眺めのいい部屋:E. M. フォースターとジェームズ・アイヴォリーのフィレンツェの一顧

red lounge fattoria di maiano

フィレンツェ、または一般的にトスカーナ地方は数千という映画の舞台となっています。その中のいくつかはまさにイコン的な作品ともなっています。英国文学の愛好者、またジェームズ・アイヴォリー監督作品「眺めのいい部屋」を好む方々にとってフィレンツェにて滞在すべき場所はヴィラ・ディ・マイアーノでしょう。この屋敷は実際、歴史に磨かれた至宝のような価値があり、アカデミー賞受賞の映画「眺めのいい部屋」内でもいくつかの場面の撮影が行われています。監督自身その当時ロケ場所に心底惚れ込みました。監督は実際正しく、この場所の美しさは信じられないほどです。それだけでなく、この屋敷はフランコ・ゼッフェレッリ監督作品「ムッソリーニとお茶を」の舞台としても使われています。

フィエーゾレとフィレンツェの間の緑丘に位置するヴィラ・ディ・マイアーノ は著名有力なフィレンツェ貴族の家系パッツィ家のものでした。その後1859年にこの屋敷に惚れ込んだイギリスの政治家、サー・ジョン・テンプル・リー ダーにより買い取られました。建築家フェリーチェ・フランコリーニを雇って修復にあたり、おかげで屋敷は以前の威光を取り戻しました。彼の死後、又甥によ り屋敷は著名なフィレンツェ出の外科医デオドーロ・ストーリに売り渡され、現在の所有者はその姪であるルクレツィア・ミアリ・フルチス・デイ・プリンチ ピ・コルシーニ伯爵夫人です。

屋敷の内装は素晴らしいものです。大理石の細部、彫像、壁にかけられた美しいタピストリー、フレスコ画、目をみはるような絵画に至るまで19世紀当初そのままの状態で保存されています。映画の最も有名な場面が撮影されたのはSala Rossa「赤の客間」。またジョージ(デンホルム・エリオット)とルーシー(ヘレーナ・ボーナム・カーター)が最初にキスを交わすのはムラーノのガラスのシャンデリアを頭上にしたダイニング・ルームです。屋敷の部屋はそれぞれ、タペストリーの部屋、古いダイニング・ルーム、馬車置き場、ビリアード・ルームなどそれぞれ個性的です。図書室には書庫の他、絵画や家族写真などに飾られています。その隣には古い人形を保管する「人形の部屋」もあります。しかし何と言っても圧巻なのはその景色です。2階のバルコニーから見る周りを囲む田園風景は息を飲むほどです。さらに屋敷の窓や庭園からフィレンツェドゥオーモとその周辺の街並を望むことができます。
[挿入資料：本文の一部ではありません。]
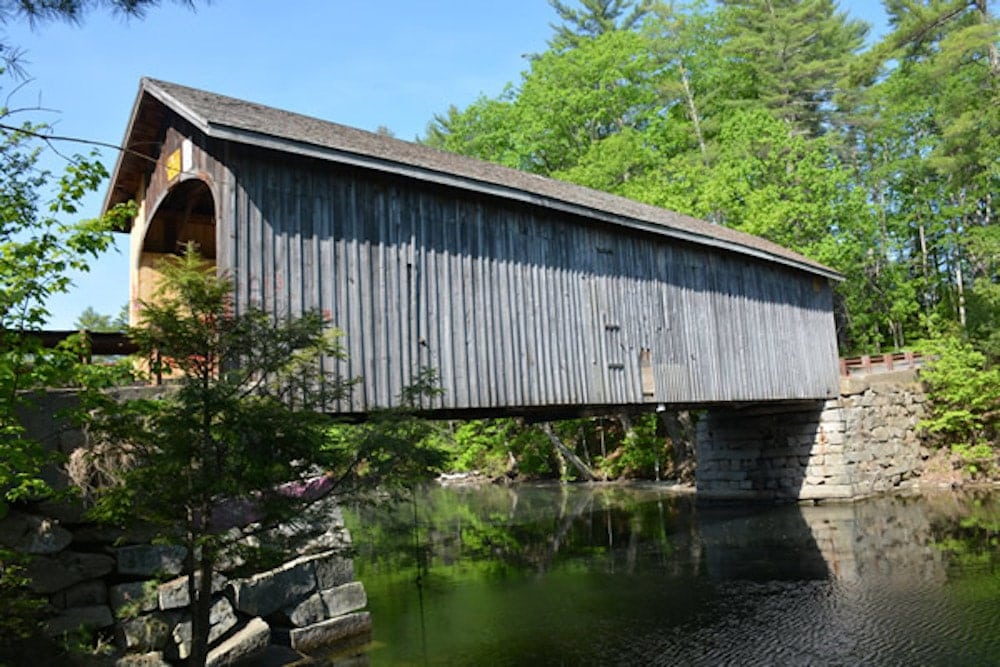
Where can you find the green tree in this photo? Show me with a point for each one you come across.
(789, 56)
(242, 427)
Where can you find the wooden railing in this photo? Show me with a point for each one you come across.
(99, 343)
(882, 363)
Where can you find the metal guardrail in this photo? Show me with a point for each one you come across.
(99, 343)
(882, 363)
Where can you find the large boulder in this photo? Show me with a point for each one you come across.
(145, 560)
(67, 568)
(33, 534)
(253, 637)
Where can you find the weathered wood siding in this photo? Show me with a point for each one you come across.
(514, 305)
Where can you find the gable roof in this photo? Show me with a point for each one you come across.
(231, 119)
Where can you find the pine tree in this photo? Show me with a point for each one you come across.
(789, 55)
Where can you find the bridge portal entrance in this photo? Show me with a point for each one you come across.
(186, 214)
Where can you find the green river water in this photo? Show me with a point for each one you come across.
(642, 575)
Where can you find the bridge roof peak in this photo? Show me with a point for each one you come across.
(230, 119)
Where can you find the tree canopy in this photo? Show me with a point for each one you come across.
(776, 118)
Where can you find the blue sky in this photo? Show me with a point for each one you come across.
(363, 63)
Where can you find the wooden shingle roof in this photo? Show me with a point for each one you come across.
(231, 119)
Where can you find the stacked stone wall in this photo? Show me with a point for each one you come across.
(861, 443)
(120, 585)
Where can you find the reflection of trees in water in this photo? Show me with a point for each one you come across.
(496, 529)
(966, 528)
(528, 527)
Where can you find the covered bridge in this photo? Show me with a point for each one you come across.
(524, 293)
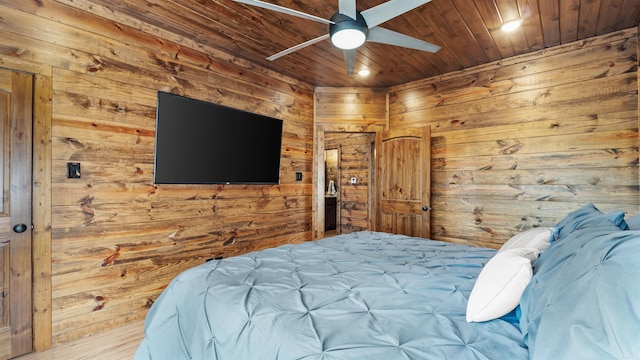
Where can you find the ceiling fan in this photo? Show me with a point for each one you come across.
(349, 28)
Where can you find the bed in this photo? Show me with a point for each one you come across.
(568, 291)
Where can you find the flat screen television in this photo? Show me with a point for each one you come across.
(198, 142)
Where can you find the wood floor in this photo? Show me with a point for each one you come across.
(117, 344)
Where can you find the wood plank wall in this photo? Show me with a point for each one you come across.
(521, 142)
(356, 159)
(116, 238)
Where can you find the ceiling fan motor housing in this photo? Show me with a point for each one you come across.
(343, 22)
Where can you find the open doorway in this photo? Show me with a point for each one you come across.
(347, 174)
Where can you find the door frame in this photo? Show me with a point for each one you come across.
(319, 181)
(41, 194)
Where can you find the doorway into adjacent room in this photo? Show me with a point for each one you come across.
(348, 182)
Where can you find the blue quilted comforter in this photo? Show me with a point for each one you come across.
(362, 295)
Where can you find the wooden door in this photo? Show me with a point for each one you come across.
(15, 214)
(404, 181)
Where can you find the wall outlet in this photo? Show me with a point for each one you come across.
(73, 170)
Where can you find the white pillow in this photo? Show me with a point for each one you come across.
(500, 284)
(535, 238)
このヴィッラではガイド付きツアーがある他、隣接するオリーブ・オイル農園見学も可能です。ファットリア・マイアーノは完璧な有機農園で300ヘクターの敷地のほとんどはオリーブ園です。11月と12月にすべて手収穫され、栄養価高い上級のエキストラ・ヴァージン・オリーブ・オイルである銘柄「ラウデミオ」を生産しています。
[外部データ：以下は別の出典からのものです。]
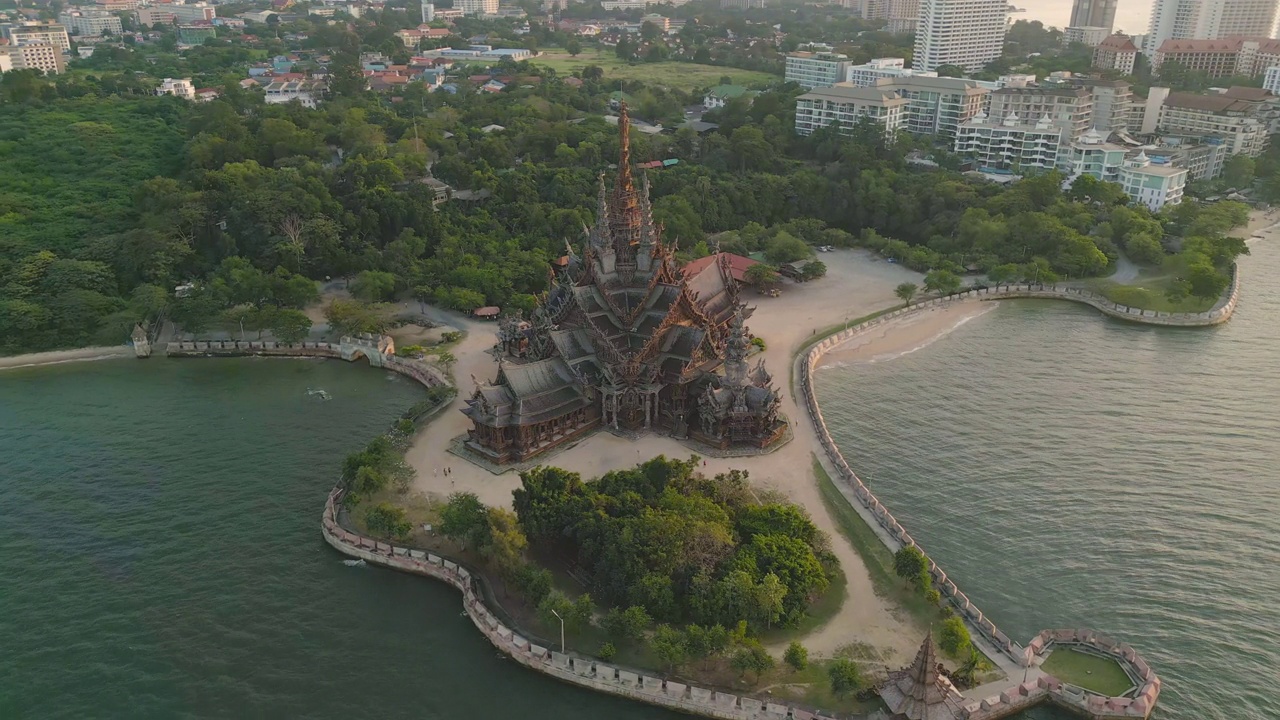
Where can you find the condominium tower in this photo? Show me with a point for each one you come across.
(1208, 19)
(1095, 13)
(969, 33)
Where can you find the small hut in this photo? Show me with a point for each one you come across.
(920, 692)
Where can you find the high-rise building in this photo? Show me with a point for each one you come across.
(1095, 13)
(969, 33)
(478, 7)
(1208, 19)
(41, 57)
(41, 33)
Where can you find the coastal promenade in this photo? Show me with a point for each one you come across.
(1024, 683)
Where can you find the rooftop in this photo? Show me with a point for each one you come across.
(846, 92)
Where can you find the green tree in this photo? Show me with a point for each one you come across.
(796, 656)
(388, 522)
(752, 659)
(465, 519)
(506, 541)
(352, 317)
(845, 675)
(910, 565)
(373, 286)
(626, 625)
(760, 276)
(670, 645)
(954, 637)
(291, 326)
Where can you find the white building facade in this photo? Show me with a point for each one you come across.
(849, 105)
(969, 33)
(816, 69)
(1208, 19)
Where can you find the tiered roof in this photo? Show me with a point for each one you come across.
(919, 692)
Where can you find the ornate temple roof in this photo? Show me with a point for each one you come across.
(919, 692)
(620, 315)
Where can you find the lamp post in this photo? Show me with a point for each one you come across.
(562, 628)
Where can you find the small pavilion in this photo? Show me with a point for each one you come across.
(920, 692)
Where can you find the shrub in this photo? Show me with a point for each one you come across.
(845, 675)
(796, 656)
(388, 522)
(954, 637)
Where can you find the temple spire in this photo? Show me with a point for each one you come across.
(625, 183)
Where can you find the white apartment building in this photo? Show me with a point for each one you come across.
(1155, 186)
(1093, 13)
(152, 16)
(90, 22)
(846, 104)
(1086, 35)
(937, 104)
(1208, 19)
(35, 57)
(178, 87)
(880, 68)
(1069, 109)
(1010, 145)
(478, 7)
(192, 13)
(1271, 80)
(1237, 122)
(1116, 53)
(41, 33)
(816, 69)
(969, 33)
(309, 94)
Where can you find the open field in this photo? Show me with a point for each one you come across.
(1150, 291)
(681, 76)
(1089, 671)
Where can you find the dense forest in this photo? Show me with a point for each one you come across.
(681, 546)
(114, 199)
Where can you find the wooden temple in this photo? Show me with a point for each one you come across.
(624, 340)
お薦めはこの園内のアパートメント。元々古い農家や僧院であった建物を近年建築様式に充分な配慮をした上で改装したものです。 これらのアパートメントは雰囲気、静けさ、見晴らしの良い風景のためどこか懐かしい田舎家のエッセンスをそのまま残しています。

さらに夏場にはゲストは庭と周囲の田園風景に囲まれた美しいプールを楽しめます。その他農業体験、美術、修復コースの他、ヴィッラ・マイアーノ及びオリーブ・オイル工場へのガイド付きツアー、テイスティング、トスカーナ発見ツアー、また夜間サファリツアーなど、多くのアクティビティも提供しています。
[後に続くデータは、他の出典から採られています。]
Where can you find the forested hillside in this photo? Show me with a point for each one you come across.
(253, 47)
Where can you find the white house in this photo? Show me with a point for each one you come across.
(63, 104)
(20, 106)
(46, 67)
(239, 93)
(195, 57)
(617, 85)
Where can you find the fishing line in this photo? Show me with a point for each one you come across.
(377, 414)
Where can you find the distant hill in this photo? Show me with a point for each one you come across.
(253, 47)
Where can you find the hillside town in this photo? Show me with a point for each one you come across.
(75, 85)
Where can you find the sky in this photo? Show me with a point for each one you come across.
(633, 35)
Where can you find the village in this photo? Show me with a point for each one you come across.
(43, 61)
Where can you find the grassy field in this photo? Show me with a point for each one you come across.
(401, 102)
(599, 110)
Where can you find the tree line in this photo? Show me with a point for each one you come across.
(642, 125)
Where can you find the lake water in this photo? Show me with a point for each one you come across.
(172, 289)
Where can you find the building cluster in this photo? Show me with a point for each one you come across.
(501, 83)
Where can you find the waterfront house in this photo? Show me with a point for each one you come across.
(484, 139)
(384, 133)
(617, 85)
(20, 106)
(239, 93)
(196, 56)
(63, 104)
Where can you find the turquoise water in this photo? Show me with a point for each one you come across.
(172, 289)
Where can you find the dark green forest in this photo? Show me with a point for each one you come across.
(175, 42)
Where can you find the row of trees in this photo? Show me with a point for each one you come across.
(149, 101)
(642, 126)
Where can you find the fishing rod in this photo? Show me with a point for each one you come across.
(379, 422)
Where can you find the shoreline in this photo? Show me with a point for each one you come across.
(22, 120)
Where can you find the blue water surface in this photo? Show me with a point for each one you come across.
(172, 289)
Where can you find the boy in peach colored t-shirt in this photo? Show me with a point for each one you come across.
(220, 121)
園内のまっただ中にはトスカーナの典型料理、トルテッリやビステッカを味わえるレストランLo Spaccioがあります。季節の良い時は庭や見晴らしの良い テラスでのテーブルも用意、寒い季節には暖炉のある居心地の良い部屋が迎えます。

ヴィッラ・マイアーノは披露宴など特別イベントのための貸し切りも可能です。トスカーナでの最高のウェディングをご希望の方はヴィッラの内外を使って披露宴を企画できます。イタリアでの忘れられない特別な日のために理想的なセッティングであることは間違いありません。